Competition Commission of India
Competition Act, 2002
- The Competition Act, 2002, as amended by the Competition (Amendment) Act, 2007, prohibits anti-competitive agreements, abuse of dominant position by enterprises and regulates combinations (acquisition, acquiring of control and Mergers and acquisitions), which causes or likely to cause an appreciable adverse effect on competition within India.
- The objectives of the Act are sought to be achieved through the Competition Commission of India, which has been established by the Central Government in 2003.
- The Competition Commission of India (CCI) is a statutory body established under the Competition Act, 2002 for the administration, implementation and enforcement of the Act.
- CCI consists of a Chairperson and 6 Members appointed by the Central Government.
- The following are the objectives of the Commission.

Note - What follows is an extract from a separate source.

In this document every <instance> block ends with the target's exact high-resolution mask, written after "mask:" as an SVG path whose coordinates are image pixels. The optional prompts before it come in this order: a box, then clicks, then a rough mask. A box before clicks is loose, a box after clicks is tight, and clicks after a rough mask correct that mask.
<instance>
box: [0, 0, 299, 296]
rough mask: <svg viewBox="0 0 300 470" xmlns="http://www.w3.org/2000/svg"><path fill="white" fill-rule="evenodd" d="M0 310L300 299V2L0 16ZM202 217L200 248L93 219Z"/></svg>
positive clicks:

- To prevent practices having adverse effects on competition
- To promote and sustain competition in markets
- To protect the interests of consumers and
- To ensure freedom of trade.
- The Commission is also required to give opinion on competition issues on a reference received from a statutory authority established under any law and to undertake competition advocacy, create public awareness and impart training on competition issues.
- Appeals of CCI lie with the National Company Law Appellate Tribunal.
Why in News?
- The National Company Law Appellate Tribunal (NCLAT) has rejected an appeal by the U.S. e-commerce giant Amazon against a ₹200-crore penalty imposed by the Competition Commission of India.
- NCLAT was constituted under the Companies Act, 2013 for hearing appeals against the orders passed by the National Company Law Tribunal under the Insolvency and Bankruptcy Code, 2016 (IBC).
- It also heard appeals against the orders passed by the Insolvency and Bankruptcy Board of India (under IBC) and the Competition Commission of India.
- NCLAT is also the Appellate Tribunal to hear and dispose of appeals against the orders of the National Financial Reporting Authority.
- NCLAT decisions can be challenged in the Supreme Court on a point of law.